O mesmo para o Ensino Superior. Os dados só começam em 1978, mas nesse ano frequentavam universidades pouco mais de 80 mil alunos - hoje em dia são quase 450 mil.
Os anos passados nas universidades moldaram também aquilo que é hoje a família tradicional.
As mulheres casam-se quase 10 anos mais tarde do que se casavam em 1974: na altura, a idade média do primeiro matrimónio era de 24 anos para elas e de 26 anos para eles; hoje em dia é de 35 anos para os homens e de 34 anos para as mulheres.
A idade com que têm o primeiro filho também muda, evoluindo dos 24 anos em 1974 para os quase 31 anos em 2022.
E também têm menos filhos: o número médio caiu para metade, de 2,7 filhos para 1,4.
E, por isso, as famílias encolheram uma pessoa. Em média, a dimensão das famílias passou de 3,7 pessoas para 2,5.

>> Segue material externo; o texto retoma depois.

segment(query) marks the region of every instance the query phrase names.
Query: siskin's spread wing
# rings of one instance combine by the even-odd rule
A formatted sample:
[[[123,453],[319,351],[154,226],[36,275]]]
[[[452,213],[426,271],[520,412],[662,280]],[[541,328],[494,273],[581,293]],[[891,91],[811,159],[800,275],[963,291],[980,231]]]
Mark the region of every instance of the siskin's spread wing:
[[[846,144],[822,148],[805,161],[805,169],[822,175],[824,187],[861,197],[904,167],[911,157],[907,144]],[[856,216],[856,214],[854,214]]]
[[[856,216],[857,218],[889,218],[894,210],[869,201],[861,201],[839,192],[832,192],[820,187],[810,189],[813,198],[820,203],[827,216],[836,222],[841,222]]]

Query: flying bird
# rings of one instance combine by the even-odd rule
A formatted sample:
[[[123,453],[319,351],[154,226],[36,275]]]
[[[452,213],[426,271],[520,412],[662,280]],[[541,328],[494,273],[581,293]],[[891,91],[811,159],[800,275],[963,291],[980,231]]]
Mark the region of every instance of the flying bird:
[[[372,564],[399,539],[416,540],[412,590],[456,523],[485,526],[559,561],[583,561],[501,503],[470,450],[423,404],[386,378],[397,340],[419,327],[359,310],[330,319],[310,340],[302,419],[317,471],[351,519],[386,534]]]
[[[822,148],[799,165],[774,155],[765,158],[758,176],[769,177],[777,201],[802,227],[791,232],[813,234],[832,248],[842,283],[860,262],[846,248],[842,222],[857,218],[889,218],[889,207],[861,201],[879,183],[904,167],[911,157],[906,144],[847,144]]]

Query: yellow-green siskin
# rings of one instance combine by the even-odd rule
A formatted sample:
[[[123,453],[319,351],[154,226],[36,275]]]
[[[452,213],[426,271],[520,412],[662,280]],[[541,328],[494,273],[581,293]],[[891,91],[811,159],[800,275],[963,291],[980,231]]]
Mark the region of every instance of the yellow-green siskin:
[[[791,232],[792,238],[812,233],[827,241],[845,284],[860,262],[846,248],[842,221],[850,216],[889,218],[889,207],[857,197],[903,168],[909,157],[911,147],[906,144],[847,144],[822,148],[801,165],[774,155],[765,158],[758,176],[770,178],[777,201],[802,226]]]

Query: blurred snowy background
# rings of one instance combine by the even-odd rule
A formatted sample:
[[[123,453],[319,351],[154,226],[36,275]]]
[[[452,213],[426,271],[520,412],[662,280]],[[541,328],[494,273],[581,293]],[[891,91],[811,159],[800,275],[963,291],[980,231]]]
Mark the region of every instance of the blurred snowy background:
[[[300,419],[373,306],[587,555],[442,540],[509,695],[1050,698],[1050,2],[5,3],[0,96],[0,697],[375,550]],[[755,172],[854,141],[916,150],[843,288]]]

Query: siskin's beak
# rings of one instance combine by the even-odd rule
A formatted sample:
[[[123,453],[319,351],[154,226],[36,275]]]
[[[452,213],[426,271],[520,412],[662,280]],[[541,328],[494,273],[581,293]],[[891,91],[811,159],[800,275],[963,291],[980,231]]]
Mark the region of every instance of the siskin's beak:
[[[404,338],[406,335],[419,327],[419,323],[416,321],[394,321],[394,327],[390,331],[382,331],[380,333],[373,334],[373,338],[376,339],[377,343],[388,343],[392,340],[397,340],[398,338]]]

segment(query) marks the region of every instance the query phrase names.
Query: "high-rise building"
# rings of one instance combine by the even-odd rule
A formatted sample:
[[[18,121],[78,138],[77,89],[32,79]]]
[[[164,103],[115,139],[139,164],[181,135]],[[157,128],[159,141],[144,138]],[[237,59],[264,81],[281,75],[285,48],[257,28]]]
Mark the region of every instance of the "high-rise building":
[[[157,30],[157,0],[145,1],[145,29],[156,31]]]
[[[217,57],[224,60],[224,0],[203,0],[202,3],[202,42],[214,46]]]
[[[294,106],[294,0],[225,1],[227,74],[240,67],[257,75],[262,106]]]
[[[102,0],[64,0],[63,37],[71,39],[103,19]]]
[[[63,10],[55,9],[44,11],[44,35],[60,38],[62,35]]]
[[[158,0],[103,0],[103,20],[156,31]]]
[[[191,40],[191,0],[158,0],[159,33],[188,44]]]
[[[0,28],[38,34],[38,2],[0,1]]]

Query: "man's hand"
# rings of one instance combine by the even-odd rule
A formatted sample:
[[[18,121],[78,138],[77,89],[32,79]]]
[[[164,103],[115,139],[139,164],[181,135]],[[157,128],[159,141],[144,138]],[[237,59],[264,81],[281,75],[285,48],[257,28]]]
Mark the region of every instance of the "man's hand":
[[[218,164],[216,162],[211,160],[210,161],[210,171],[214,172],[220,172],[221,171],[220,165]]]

As conquistas no mundo do trabalho e da proteção social ajudaram também à subida progressiva da riqueza gerada por cada português. O PIB per capita, ajustado à inflação, mostra que os portugueses são hoje cinco vezes mais ricos do que eram há 50 anos.
Ao mesmo tempo, o salário mínimo disparou, mas isso nem sempre significa que valha mais do que era em 1974. Os 3.330 escudos (que se traduzem em 16,5€) com o ajuste da inflação ao longo dos anos valeriam hoje 631 euros.
Isso significa que só em 2017, com o Governo de António Costa, é que o salário mínimo real, ou seja, já com o ajuste da inflação, ultrapassou o salário mínimo real que existia há 50 anos.
O país viveu também, ao longo dos últimos 50 anos, uma intensa modernização dos transportes. Os aeroportos são os mesmos, mas o movimento neles disparou, com seis vezes mais aterragens e 12 vezes mais tráfego de passageiros.
Além da construção de metros, os quilómetros de autoestrada aumentaram exponencialmente: em 1974 estavam construídos apenas 66 km, em Lisboa e Porto; hoje são mais de 3.100 quilómetros.
Ao mesmo tempo, o uso do comboio caiu e, com ele, desativaram-se mais de mil quilómetros. Eram mais de 3.500 há 50 anos.